A couple of weeks ago, on one of those horrible days, Leo grabbed a book off the table. I yelled as he pulled out my bookmark and threw it on the floor. I shoved the bookmark into the book and hauled Mr. Grabbyhands off to time-out. Later, after I had calmed down and said a few prayers to the Virgin Mother, I opened the book to the page I had so hastily shoved my bookmark, a page that brought my little tantrum to a screeching halt. It talked about the philosophies that Maria Montessori and Edith Stein had about children and the formation of the human person. Nothing like the Father smacking you upside the head with a 2x4 to make you stop and think.
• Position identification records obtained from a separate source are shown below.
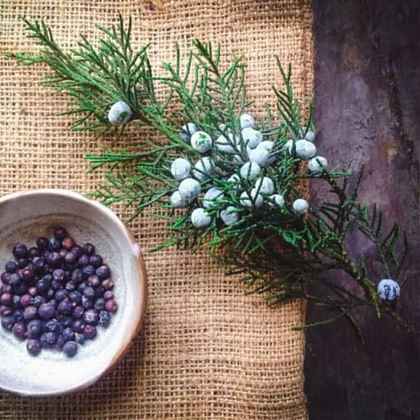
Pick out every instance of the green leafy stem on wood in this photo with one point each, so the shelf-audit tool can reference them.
(277, 253)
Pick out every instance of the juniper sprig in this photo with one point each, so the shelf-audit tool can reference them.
(254, 217)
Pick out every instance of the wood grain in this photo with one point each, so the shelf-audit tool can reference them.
(367, 111)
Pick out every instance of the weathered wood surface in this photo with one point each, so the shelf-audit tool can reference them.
(367, 111)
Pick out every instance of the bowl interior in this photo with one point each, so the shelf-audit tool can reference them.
(23, 218)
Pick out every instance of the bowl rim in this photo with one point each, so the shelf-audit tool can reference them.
(142, 275)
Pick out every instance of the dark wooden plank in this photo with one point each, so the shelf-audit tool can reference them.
(367, 111)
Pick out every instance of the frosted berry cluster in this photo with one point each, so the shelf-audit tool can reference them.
(243, 161)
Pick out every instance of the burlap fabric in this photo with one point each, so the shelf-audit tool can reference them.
(207, 350)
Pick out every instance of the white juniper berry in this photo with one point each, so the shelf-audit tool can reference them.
(119, 113)
(305, 149)
(204, 168)
(229, 215)
(212, 197)
(187, 130)
(388, 290)
(200, 218)
(189, 188)
(177, 200)
(251, 137)
(265, 185)
(250, 170)
(277, 200)
(180, 168)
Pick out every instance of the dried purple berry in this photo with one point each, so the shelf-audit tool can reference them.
(53, 326)
(77, 250)
(99, 292)
(16, 301)
(78, 325)
(70, 349)
(6, 299)
(5, 310)
(95, 260)
(27, 274)
(10, 266)
(34, 347)
(19, 330)
(38, 301)
(55, 285)
(42, 243)
(86, 302)
(20, 289)
(66, 321)
(81, 286)
(79, 338)
(18, 315)
(108, 284)
(46, 311)
(5, 278)
(89, 332)
(70, 286)
(111, 305)
(68, 243)
(59, 344)
(22, 262)
(26, 300)
(29, 313)
(38, 264)
(77, 275)
(88, 249)
(48, 339)
(20, 251)
(93, 281)
(15, 279)
(91, 317)
(61, 294)
(88, 292)
(89, 270)
(70, 258)
(109, 294)
(43, 284)
(104, 318)
(75, 296)
(83, 260)
(5, 288)
(60, 233)
(64, 307)
(55, 244)
(58, 274)
(68, 334)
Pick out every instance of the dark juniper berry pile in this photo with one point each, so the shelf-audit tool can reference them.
(56, 293)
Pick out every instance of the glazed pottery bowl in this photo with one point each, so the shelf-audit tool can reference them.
(24, 216)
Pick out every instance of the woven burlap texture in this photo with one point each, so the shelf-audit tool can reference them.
(206, 350)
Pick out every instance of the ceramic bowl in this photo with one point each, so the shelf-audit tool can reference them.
(24, 216)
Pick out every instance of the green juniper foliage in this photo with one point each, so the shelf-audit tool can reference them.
(276, 250)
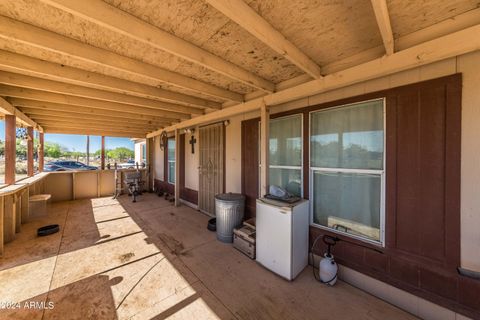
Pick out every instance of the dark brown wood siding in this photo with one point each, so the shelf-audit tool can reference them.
(422, 247)
(250, 160)
(185, 193)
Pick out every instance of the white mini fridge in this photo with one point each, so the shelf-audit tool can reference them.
(282, 236)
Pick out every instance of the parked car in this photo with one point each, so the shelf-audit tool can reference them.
(67, 166)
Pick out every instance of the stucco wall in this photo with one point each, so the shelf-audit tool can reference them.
(138, 150)
(469, 65)
(191, 162)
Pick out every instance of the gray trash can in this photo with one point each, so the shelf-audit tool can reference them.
(229, 211)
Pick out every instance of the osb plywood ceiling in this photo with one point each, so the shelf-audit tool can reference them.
(168, 61)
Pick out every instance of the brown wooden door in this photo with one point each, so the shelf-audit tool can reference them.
(250, 154)
(212, 166)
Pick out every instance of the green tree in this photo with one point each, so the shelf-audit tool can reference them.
(120, 154)
(53, 150)
(21, 149)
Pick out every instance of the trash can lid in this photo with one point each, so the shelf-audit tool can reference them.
(230, 196)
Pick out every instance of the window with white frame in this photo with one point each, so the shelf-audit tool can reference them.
(171, 160)
(285, 157)
(347, 169)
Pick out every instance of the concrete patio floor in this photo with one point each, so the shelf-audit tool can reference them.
(121, 260)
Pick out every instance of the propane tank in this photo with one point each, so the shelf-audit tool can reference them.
(328, 269)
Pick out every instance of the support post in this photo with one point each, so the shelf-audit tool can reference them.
(30, 170)
(10, 148)
(102, 154)
(264, 147)
(177, 167)
(88, 150)
(41, 152)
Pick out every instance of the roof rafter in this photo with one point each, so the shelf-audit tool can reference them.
(383, 20)
(94, 132)
(17, 31)
(7, 108)
(119, 21)
(61, 118)
(241, 13)
(460, 42)
(28, 105)
(28, 82)
(63, 115)
(86, 102)
(91, 125)
(19, 63)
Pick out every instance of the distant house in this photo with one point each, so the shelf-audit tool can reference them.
(140, 148)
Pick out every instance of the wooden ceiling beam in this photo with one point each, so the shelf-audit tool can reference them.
(455, 44)
(126, 24)
(27, 105)
(7, 108)
(462, 21)
(94, 132)
(20, 32)
(19, 80)
(22, 64)
(383, 21)
(36, 113)
(100, 122)
(31, 94)
(96, 126)
(242, 14)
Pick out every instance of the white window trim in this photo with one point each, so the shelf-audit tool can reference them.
(280, 166)
(381, 173)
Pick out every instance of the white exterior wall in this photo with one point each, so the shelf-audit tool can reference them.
(469, 65)
(138, 150)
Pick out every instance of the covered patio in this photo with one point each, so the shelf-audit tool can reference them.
(364, 111)
(152, 260)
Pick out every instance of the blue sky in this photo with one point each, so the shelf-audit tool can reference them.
(78, 142)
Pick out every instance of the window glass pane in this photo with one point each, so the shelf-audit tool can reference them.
(171, 172)
(348, 202)
(286, 141)
(348, 137)
(289, 179)
(171, 150)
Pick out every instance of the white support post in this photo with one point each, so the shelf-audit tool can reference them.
(177, 168)
(264, 147)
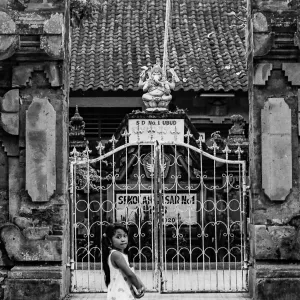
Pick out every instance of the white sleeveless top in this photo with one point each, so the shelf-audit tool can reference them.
(118, 288)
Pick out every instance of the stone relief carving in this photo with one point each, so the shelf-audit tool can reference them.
(40, 150)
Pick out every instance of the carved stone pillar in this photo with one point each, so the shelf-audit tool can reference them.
(273, 55)
(34, 228)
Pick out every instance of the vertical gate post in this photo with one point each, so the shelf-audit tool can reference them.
(157, 213)
(34, 56)
(273, 65)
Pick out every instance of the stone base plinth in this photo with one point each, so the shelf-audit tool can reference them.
(37, 283)
(275, 282)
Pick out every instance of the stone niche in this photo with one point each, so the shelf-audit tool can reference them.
(276, 142)
(40, 150)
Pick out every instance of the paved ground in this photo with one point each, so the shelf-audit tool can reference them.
(154, 296)
(178, 282)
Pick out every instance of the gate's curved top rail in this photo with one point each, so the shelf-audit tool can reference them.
(200, 151)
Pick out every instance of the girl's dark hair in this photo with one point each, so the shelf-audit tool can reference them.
(107, 246)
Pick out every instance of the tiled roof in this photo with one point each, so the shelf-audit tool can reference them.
(206, 45)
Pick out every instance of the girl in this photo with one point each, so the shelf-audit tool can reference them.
(119, 278)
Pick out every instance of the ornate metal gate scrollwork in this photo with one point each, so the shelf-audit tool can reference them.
(185, 209)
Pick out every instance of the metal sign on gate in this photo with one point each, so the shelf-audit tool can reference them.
(185, 210)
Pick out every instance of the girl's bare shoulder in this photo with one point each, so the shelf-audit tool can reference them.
(117, 255)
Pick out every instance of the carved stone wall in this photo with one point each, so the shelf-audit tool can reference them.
(34, 227)
(273, 64)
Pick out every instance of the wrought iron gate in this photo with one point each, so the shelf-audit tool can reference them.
(185, 209)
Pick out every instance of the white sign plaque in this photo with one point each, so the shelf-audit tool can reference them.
(150, 130)
(176, 207)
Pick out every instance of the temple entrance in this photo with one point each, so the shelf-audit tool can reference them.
(185, 209)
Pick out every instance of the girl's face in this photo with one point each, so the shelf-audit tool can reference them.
(120, 240)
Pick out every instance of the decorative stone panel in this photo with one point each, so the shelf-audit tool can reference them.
(19, 248)
(275, 242)
(276, 142)
(9, 108)
(8, 38)
(40, 150)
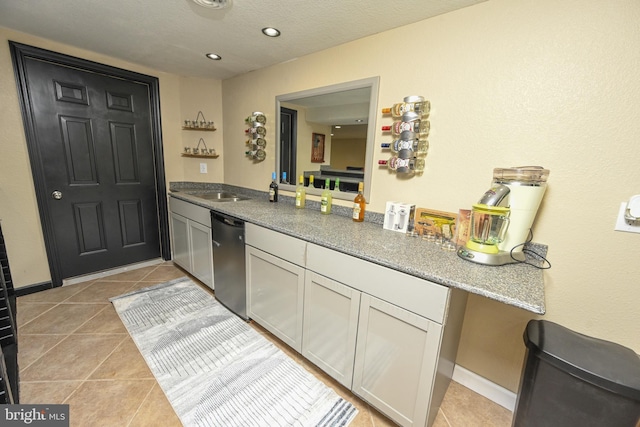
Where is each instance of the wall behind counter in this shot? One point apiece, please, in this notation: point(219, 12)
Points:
point(511, 83)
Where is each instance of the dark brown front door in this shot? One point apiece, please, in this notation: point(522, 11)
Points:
point(94, 141)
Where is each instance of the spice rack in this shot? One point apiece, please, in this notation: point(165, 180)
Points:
point(256, 133)
point(410, 130)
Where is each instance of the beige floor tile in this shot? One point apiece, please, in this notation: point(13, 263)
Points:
point(62, 319)
point(47, 392)
point(105, 322)
point(58, 294)
point(101, 291)
point(107, 402)
point(131, 276)
point(440, 421)
point(125, 362)
point(163, 273)
point(463, 407)
point(27, 311)
point(74, 358)
point(155, 411)
point(32, 347)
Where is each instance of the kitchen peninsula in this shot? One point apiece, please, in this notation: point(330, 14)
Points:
point(376, 310)
point(518, 285)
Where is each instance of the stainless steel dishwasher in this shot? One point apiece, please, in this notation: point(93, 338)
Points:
point(228, 263)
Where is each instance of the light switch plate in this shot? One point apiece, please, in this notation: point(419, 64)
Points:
point(622, 225)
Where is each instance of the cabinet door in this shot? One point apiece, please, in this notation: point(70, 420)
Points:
point(330, 326)
point(276, 290)
point(395, 361)
point(180, 241)
point(201, 253)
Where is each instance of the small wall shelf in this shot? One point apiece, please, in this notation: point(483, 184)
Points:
point(202, 156)
point(198, 128)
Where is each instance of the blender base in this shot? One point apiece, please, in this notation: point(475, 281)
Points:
point(501, 258)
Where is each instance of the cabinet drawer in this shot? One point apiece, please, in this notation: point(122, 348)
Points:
point(409, 292)
point(191, 211)
point(278, 244)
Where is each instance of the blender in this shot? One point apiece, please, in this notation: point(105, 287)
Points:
point(502, 218)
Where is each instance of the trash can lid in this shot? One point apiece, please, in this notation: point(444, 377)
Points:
point(602, 363)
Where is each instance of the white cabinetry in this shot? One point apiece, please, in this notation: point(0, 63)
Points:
point(396, 359)
point(275, 283)
point(330, 326)
point(191, 239)
point(390, 337)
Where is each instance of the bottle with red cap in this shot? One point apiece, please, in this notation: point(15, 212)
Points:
point(411, 122)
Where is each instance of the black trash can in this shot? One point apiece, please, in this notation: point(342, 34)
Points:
point(570, 379)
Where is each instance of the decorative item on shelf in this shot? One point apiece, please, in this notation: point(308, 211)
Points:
point(256, 133)
point(410, 130)
point(198, 151)
point(200, 123)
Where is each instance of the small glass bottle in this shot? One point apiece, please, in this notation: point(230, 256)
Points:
point(397, 110)
point(326, 198)
point(408, 141)
point(256, 117)
point(359, 204)
point(273, 188)
point(412, 165)
point(256, 130)
point(410, 122)
point(301, 193)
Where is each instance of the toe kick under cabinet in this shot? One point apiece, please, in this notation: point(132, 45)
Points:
point(389, 337)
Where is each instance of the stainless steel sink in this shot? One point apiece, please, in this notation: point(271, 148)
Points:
point(221, 196)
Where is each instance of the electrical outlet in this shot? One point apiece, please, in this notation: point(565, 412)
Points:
point(623, 225)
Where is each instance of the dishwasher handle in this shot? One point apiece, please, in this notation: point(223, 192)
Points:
point(227, 220)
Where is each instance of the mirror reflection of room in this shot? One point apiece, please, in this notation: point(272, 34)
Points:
point(326, 136)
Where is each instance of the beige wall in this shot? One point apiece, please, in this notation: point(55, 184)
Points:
point(180, 98)
point(511, 83)
point(524, 82)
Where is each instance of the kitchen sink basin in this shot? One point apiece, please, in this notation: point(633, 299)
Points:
point(221, 196)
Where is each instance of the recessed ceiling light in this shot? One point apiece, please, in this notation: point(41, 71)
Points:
point(213, 4)
point(271, 32)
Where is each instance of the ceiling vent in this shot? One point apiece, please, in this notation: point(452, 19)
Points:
point(213, 4)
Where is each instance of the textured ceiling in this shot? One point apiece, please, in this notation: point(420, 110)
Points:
point(174, 35)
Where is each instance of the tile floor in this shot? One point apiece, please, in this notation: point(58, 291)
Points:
point(75, 350)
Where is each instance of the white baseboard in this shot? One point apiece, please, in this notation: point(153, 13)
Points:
point(106, 273)
point(484, 387)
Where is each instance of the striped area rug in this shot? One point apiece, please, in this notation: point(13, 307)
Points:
point(218, 371)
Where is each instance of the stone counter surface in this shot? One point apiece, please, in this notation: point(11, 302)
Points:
point(518, 285)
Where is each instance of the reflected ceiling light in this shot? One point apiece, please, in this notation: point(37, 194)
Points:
point(271, 32)
point(213, 4)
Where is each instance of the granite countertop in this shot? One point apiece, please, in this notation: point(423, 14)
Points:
point(518, 285)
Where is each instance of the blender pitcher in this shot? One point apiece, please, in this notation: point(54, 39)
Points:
point(488, 227)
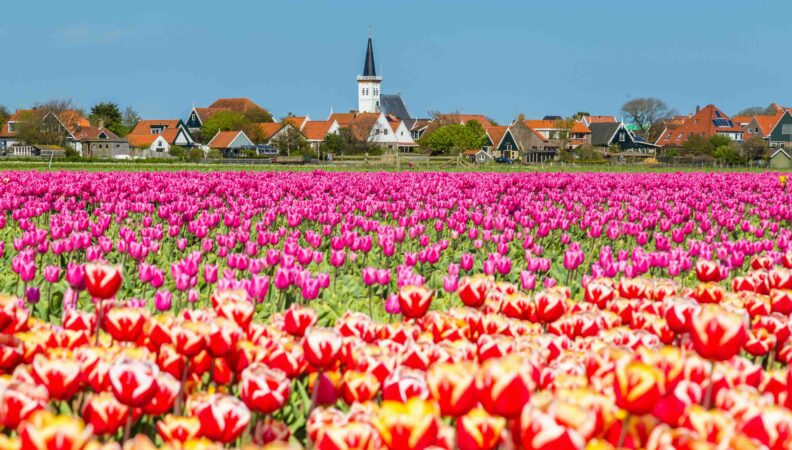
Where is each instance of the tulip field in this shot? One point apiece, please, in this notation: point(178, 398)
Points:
point(333, 311)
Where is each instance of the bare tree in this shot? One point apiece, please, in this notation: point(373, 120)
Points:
point(646, 112)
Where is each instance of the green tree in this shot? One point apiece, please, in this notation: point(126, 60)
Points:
point(455, 138)
point(4, 115)
point(698, 145)
point(646, 113)
point(754, 148)
point(290, 140)
point(258, 116)
point(129, 120)
point(223, 121)
point(106, 114)
point(727, 153)
point(757, 111)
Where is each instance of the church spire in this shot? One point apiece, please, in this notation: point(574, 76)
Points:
point(369, 69)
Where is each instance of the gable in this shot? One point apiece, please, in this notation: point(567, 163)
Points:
point(507, 142)
point(783, 129)
point(240, 141)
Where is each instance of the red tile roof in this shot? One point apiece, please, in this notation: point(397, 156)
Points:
point(205, 114)
point(270, 129)
point(316, 130)
point(144, 126)
point(701, 123)
point(141, 140)
point(767, 123)
point(236, 104)
point(496, 134)
point(579, 128)
point(93, 133)
point(601, 119)
point(223, 139)
point(296, 121)
point(465, 118)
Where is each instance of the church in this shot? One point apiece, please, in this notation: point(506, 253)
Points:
point(370, 96)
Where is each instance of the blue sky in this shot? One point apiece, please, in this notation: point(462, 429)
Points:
point(496, 57)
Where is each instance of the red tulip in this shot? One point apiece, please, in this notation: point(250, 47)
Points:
point(167, 390)
point(297, 319)
point(263, 389)
point(638, 386)
point(453, 387)
point(18, 401)
point(104, 413)
point(407, 426)
point(125, 324)
point(103, 281)
point(414, 301)
point(473, 290)
point(708, 271)
point(134, 381)
point(178, 429)
point(717, 334)
point(322, 347)
point(506, 385)
point(358, 387)
point(223, 417)
point(60, 375)
point(477, 430)
point(46, 431)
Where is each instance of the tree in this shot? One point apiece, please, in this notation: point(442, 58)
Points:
point(106, 114)
point(290, 140)
point(754, 148)
point(4, 115)
point(223, 121)
point(698, 144)
point(757, 111)
point(725, 151)
point(455, 138)
point(645, 112)
point(129, 120)
point(563, 132)
point(258, 116)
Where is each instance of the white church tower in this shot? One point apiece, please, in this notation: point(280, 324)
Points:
point(369, 84)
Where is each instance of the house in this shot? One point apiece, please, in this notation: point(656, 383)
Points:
point(535, 147)
point(316, 131)
point(588, 120)
point(63, 126)
point(298, 122)
point(780, 159)
point(707, 122)
point(387, 132)
point(608, 134)
point(272, 130)
point(101, 143)
point(477, 156)
point(199, 116)
point(370, 96)
point(775, 129)
point(579, 134)
point(230, 143)
point(500, 143)
point(156, 137)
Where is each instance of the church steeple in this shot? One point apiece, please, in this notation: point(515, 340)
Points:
point(369, 84)
point(369, 69)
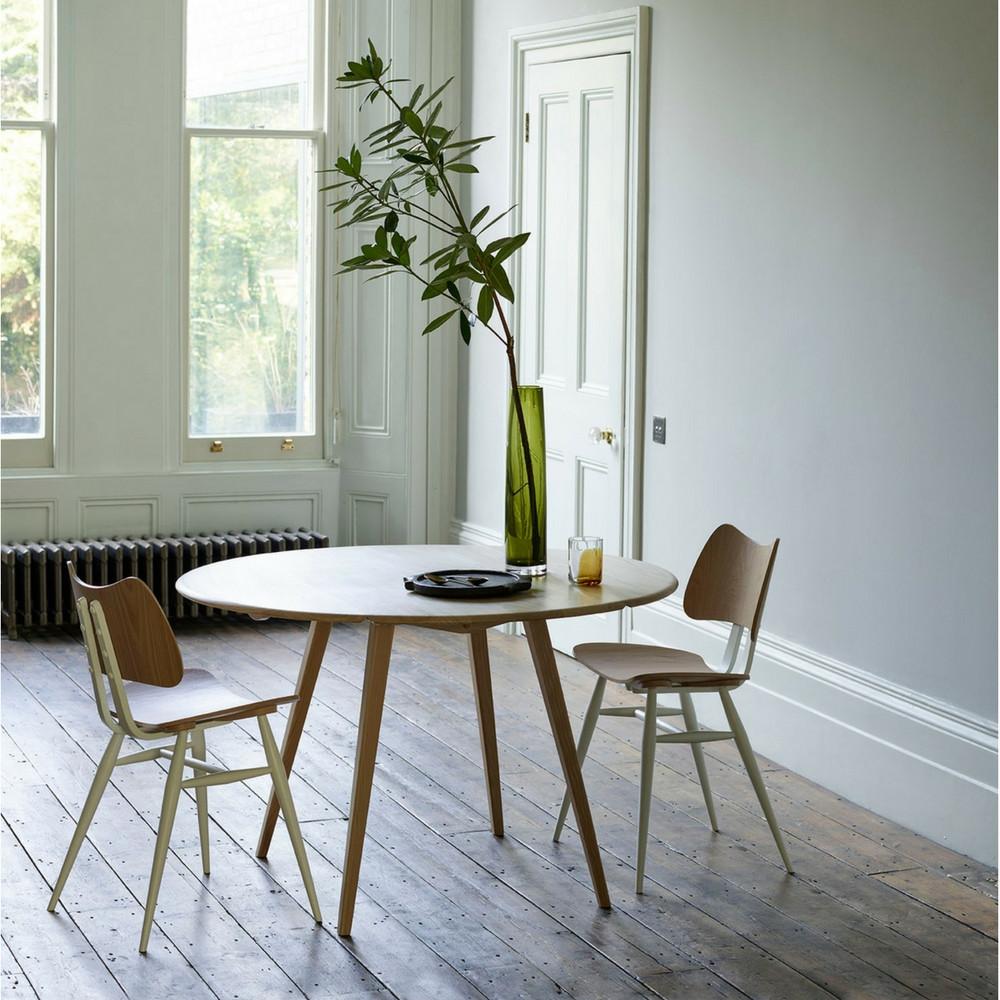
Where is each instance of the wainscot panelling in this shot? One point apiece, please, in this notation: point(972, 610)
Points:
point(185, 502)
point(28, 520)
point(369, 519)
point(107, 517)
point(276, 510)
point(919, 761)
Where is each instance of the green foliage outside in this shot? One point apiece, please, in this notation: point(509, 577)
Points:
point(250, 206)
point(20, 211)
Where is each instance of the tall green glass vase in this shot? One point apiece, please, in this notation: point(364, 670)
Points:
point(525, 508)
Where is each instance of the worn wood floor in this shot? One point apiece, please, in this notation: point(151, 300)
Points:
point(445, 909)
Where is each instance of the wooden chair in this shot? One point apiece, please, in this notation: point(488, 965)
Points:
point(132, 651)
point(728, 583)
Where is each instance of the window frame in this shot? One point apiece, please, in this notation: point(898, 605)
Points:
point(22, 451)
point(197, 449)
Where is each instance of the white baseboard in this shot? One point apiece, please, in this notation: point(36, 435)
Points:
point(921, 762)
point(466, 533)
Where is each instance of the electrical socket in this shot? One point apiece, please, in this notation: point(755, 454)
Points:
point(660, 430)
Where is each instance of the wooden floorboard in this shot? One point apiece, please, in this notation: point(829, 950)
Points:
point(445, 909)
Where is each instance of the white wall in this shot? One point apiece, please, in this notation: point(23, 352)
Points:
point(821, 325)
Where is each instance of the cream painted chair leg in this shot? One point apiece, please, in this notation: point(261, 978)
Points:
point(750, 762)
point(645, 786)
point(586, 734)
point(100, 782)
point(199, 752)
point(284, 796)
point(691, 724)
point(171, 793)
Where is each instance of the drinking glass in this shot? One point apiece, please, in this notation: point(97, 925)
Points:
point(586, 560)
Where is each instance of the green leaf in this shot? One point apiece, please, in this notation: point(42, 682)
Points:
point(470, 142)
point(510, 245)
point(484, 307)
point(412, 120)
point(439, 321)
point(479, 216)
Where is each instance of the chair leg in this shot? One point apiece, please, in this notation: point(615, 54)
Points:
point(171, 793)
point(284, 796)
point(645, 786)
point(586, 733)
point(100, 782)
point(750, 763)
point(199, 752)
point(691, 724)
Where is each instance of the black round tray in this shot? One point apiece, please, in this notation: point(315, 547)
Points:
point(456, 583)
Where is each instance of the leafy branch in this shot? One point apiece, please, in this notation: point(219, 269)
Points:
point(418, 191)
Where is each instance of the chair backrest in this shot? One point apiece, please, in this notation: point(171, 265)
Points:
point(730, 579)
point(144, 643)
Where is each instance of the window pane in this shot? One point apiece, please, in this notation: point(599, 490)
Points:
point(250, 342)
point(21, 28)
point(21, 162)
point(248, 64)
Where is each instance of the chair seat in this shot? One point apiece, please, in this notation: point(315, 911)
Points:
point(199, 697)
point(642, 667)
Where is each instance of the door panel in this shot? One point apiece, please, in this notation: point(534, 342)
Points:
point(572, 303)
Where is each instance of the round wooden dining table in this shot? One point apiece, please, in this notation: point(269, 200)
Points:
point(365, 584)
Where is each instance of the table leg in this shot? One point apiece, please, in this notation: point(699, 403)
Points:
point(548, 680)
point(369, 721)
point(479, 657)
point(312, 659)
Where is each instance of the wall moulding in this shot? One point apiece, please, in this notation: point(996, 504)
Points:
point(866, 738)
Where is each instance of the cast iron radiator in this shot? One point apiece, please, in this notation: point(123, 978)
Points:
point(35, 584)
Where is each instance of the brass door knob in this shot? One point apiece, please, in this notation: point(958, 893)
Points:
point(601, 434)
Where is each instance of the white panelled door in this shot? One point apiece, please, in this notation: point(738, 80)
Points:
point(573, 297)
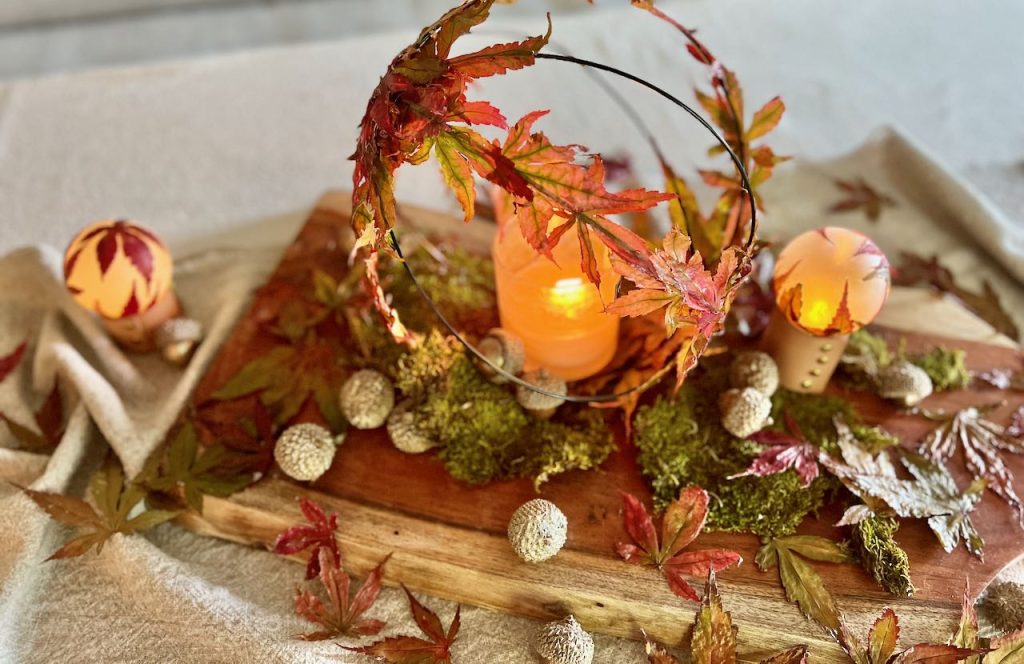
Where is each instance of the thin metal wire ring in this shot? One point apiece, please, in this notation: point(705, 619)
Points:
point(605, 398)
I must remember that my children are a gift from God. Even the bad days are worth every moment. How I handle things models to my children how they should handle themselves. No matter how many times I tell them to take a deep breath and use polite word in a polite, calm voice they will not listen if I do not use my own polite, calm voice. If I do not respect the dignity of my children and treat them with respect, how can I expect them to do the same?
I need to work on my consistency. Set rules and do a better job of enforcing them. I need to spend a little more time taking care of myself. Running after the dog (Jack Russel Terriers just don't listen) does not count as exercise. Leaning over the sink while I drain the pasta does not count as a facial. Eating the leftovers from the twin's lunch does not count as portion control. I need to keep working at what promises to be a life long process. Motherhood is wonderful, but a lot of work. A lot of work and a lot of wonderful reward!